| Hi HN,
We launched OCR search as a part of our documents search engine. To demonstrate OCR capability, we scanned lease documents available from the General Services Administration (GSA) and performed OCR on all lease documents available for Washington state. Documents are then indexed and loaded into our search engine. We can perform regular and zonal OCR on documents as well. This demo does not use zonal OCR. We can perform OCR on thousands of documents within one hour. The system is scalable. All it needs it more workers for OCR and indexing data. Checkout demo and fully functional search engine at:
https://ocr-search.joyspace.ai. We have created a video to explain in more detail. Check out this YouTube video — https://www.youtube.com/watch?v=7EG9TPysBpU We see a high accuracy for OCR.You can search for any word, numbers, obscure characters, and also search table data within documents.
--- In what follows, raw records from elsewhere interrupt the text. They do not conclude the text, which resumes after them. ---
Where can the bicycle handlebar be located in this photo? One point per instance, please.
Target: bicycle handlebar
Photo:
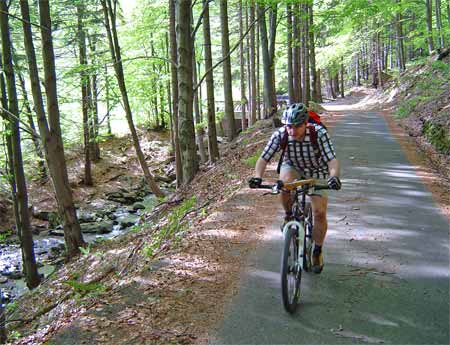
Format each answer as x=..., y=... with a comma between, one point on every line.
x=280, y=185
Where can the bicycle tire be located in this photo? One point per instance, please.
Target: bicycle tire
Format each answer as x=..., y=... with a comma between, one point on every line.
x=291, y=273
x=307, y=240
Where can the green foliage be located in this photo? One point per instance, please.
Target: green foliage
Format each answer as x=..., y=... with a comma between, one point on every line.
x=174, y=229
x=85, y=288
x=5, y=235
x=251, y=161
x=11, y=307
x=437, y=136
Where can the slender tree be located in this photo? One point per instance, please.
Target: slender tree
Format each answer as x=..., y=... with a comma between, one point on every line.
x=21, y=194
x=174, y=83
x=84, y=79
x=227, y=80
x=50, y=130
x=185, y=91
x=110, y=14
x=268, y=55
x=213, y=148
x=429, y=21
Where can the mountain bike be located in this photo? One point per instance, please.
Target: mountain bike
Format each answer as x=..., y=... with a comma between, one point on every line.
x=297, y=243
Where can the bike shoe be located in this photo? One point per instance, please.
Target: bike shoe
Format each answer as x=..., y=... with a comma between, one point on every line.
x=317, y=262
x=287, y=219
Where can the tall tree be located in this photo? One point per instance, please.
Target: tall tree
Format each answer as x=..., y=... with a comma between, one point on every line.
x=429, y=21
x=174, y=83
x=213, y=148
x=85, y=106
x=185, y=91
x=50, y=130
x=227, y=80
x=242, y=67
x=267, y=40
x=110, y=15
x=21, y=194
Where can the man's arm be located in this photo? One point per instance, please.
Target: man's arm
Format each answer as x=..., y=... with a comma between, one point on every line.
x=334, y=168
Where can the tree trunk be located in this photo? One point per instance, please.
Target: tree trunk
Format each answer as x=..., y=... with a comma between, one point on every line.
x=296, y=71
x=198, y=118
x=253, y=66
x=111, y=30
x=289, y=53
x=312, y=51
x=439, y=24
x=93, y=104
x=174, y=83
x=84, y=79
x=267, y=49
x=35, y=137
x=244, y=101
x=227, y=80
x=53, y=139
x=305, y=59
x=429, y=20
x=213, y=148
x=23, y=226
x=185, y=91
x=400, y=48
x=357, y=72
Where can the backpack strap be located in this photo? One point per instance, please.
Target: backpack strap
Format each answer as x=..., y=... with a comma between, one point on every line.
x=283, y=145
x=314, y=141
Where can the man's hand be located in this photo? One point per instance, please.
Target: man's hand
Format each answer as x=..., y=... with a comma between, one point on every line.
x=255, y=182
x=334, y=183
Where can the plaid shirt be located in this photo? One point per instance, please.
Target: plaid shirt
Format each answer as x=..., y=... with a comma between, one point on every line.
x=300, y=154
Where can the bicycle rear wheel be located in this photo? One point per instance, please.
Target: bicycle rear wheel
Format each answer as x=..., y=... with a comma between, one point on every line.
x=307, y=240
x=291, y=272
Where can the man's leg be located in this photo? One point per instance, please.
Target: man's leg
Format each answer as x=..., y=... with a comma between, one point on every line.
x=287, y=174
x=319, y=205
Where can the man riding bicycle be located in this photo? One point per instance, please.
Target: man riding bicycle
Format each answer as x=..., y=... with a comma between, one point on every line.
x=307, y=153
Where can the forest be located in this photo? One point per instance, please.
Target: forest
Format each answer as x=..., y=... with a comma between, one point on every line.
x=83, y=81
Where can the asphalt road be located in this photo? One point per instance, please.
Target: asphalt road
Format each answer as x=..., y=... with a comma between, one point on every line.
x=386, y=275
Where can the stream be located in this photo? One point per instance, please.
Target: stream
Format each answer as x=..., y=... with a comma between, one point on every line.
x=101, y=220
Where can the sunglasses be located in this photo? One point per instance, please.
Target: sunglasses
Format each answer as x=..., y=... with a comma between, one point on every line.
x=298, y=125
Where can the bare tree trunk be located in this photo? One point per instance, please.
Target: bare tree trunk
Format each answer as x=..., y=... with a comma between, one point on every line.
x=289, y=53
x=253, y=66
x=400, y=47
x=439, y=24
x=199, y=131
x=37, y=145
x=213, y=148
x=227, y=80
x=268, y=52
x=312, y=50
x=84, y=95
x=110, y=22
x=244, y=101
x=296, y=53
x=185, y=91
x=305, y=59
x=174, y=82
x=23, y=226
x=429, y=20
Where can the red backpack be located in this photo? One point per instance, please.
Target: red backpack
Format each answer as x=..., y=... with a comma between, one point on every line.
x=313, y=118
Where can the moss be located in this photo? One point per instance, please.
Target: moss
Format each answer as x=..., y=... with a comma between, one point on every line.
x=438, y=136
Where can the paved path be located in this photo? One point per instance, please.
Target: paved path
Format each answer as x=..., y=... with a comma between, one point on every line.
x=386, y=278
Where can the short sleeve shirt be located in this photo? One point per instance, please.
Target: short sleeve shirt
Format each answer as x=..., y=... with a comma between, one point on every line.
x=300, y=154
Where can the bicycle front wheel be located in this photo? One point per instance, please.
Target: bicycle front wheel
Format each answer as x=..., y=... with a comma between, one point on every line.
x=291, y=272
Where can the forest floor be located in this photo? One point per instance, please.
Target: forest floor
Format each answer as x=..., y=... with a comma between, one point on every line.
x=120, y=292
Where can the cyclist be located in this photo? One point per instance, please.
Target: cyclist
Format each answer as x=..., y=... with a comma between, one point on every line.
x=308, y=153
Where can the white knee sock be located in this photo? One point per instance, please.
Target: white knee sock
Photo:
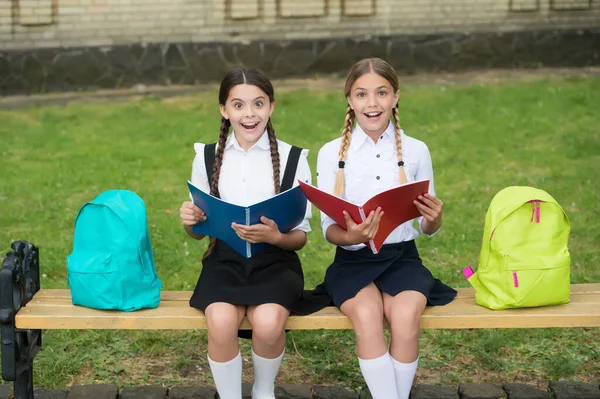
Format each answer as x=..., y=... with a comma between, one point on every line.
x=228, y=377
x=379, y=375
x=265, y=371
x=405, y=374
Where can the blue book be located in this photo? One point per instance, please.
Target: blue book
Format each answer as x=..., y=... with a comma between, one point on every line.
x=287, y=209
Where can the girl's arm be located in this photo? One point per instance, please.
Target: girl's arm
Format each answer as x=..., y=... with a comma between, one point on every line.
x=188, y=229
x=268, y=231
x=190, y=215
x=356, y=233
x=428, y=205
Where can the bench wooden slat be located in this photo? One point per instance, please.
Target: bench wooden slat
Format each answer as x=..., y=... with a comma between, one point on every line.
x=576, y=289
x=52, y=309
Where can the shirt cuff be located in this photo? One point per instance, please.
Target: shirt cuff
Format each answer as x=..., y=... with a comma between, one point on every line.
x=421, y=230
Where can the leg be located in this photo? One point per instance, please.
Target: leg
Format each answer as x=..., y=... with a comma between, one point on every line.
x=224, y=356
x=268, y=334
x=403, y=312
x=268, y=342
x=223, y=321
x=365, y=311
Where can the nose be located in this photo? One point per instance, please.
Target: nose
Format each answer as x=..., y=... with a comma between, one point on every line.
x=371, y=101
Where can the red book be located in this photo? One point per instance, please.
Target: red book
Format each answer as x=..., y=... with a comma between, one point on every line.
x=396, y=204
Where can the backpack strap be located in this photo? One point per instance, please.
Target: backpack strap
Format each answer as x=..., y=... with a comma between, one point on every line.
x=209, y=160
x=290, y=168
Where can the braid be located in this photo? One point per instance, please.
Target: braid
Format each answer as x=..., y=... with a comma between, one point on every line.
x=274, y=156
x=346, y=136
x=399, y=144
x=214, y=183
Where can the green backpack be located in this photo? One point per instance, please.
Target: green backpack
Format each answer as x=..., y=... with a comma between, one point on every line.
x=524, y=260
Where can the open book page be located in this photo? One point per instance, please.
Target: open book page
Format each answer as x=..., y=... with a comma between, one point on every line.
x=287, y=209
x=396, y=203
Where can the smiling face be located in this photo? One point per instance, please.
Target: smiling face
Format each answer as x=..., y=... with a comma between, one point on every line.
x=248, y=108
x=372, y=98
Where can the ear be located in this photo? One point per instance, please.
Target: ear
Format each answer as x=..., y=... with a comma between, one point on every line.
x=272, y=108
x=223, y=111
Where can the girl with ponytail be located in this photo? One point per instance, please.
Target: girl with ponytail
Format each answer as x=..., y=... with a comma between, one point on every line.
x=373, y=156
x=244, y=167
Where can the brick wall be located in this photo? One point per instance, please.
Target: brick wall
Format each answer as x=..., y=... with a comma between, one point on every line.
x=31, y=24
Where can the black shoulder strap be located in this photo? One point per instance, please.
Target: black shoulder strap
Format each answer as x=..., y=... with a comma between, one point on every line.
x=290, y=168
x=209, y=159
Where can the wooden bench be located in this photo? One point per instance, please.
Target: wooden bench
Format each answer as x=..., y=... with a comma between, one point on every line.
x=25, y=311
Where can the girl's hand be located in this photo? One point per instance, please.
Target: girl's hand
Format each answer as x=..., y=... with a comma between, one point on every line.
x=190, y=214
x=267, y=231
x=430, y=208
x=359, y=233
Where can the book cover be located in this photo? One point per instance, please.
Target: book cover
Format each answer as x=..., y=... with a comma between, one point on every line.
x=287, y=209
x=396, y=203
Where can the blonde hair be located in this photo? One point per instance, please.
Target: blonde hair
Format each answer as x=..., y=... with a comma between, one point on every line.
x=386, y=71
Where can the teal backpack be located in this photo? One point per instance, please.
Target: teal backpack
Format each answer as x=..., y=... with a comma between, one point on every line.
x=112, y=265
x=524, y=259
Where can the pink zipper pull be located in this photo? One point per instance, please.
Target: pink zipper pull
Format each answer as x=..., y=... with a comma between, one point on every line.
x=532, y=211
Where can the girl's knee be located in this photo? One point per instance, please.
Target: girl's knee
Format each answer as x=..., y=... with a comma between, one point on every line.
x=268, y=327
x=405, y=320
x=366, y=317
x=222, y=325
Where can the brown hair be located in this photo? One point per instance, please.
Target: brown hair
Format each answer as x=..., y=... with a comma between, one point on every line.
x=254, y=77
x=362, y=67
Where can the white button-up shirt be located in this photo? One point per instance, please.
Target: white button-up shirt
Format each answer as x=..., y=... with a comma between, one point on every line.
x=246, y=177
x=371, y=168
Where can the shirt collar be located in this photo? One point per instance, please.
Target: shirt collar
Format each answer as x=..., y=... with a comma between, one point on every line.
x=262, y=143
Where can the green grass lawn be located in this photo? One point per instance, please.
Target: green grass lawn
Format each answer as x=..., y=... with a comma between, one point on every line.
x=482, y=138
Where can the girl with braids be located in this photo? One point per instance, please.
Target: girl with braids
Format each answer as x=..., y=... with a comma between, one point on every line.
x=373, y=156
x=243, y=168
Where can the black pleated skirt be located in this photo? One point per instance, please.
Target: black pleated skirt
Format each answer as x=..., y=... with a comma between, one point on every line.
x=396, y=268
x=271, y=276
While this demo is for scanned documents, we support HTML, PDF (regular and scanned), RTF, DOC, DOCX, CSV, EXCEL, JSON and other standard documents for search. You can get access to our APIs if you are interested in building search experience into your application. We have highly available APIs for Search Engine. You can visit https://www.joyspace.ai to get access to our search engine. We manage indexing and search pipelines for you. Happy to answer any questions around OCR and Search. |
I have done some work on PDFs before and I know extracting info. from PDF is hard.
Kudos to you for building a search for scanned PDFs.
Do I have to manage Chunking for the search engine?
You mentioned about APIs. Do you support multiple clouds? For example, I have some data Dropbox, S3, GDrive, and R2. Will I be able to connect all these clouds?
Can you tell me more about data security?
Either way, looks impressive for data engineering and ML pipelines.